Add Ngram for Word level instead char level

Rasa provides Ngram features component by default which able to do character level.

But I am looking for word level N-gram feature extraction.

How can I achieve that? Or Will I need to implement my own component for word level N-gram feature extraction. If yes, The below pipline looks correct or not?

    - name: "WhitespaceTokenizer"
    - name: "Tri-GramFeature"  ## own component #rasa
    - name: "CRFEntityExtractor"  
    - name: "EntitySynonymMapper"
    - name: "CountVectorsFeaturizer"
    - name: "EmbeddingIntentClassifier"

Hey @narendraprasath, and welcome to the forum!

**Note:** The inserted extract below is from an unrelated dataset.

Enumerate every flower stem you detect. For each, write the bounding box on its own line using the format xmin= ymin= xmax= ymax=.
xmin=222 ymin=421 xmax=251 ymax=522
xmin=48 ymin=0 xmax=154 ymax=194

The CountVectorsFeaturizer supports word n-grams as well. Take a look at all the available options here. In particular, you can use the (default) word analyzer and set your desired n-gram minimum and maximum lengths like this:

- name: "CountVectorsFeaturizer"
  analyzer: "word"
  min_ngram: 1
  max_ngram: 3

Does this answer your question? Also, the upcoming Rasa summit is a cool opportunity to meet Rasa contributors, creators and users, and discuss anything Rasa-related :slight_smile:

1 Like

Thanks @SamS

The answer sounds really good. it solves my problem.

Would this work for pre-trained embeddings or just for supervised embeddings.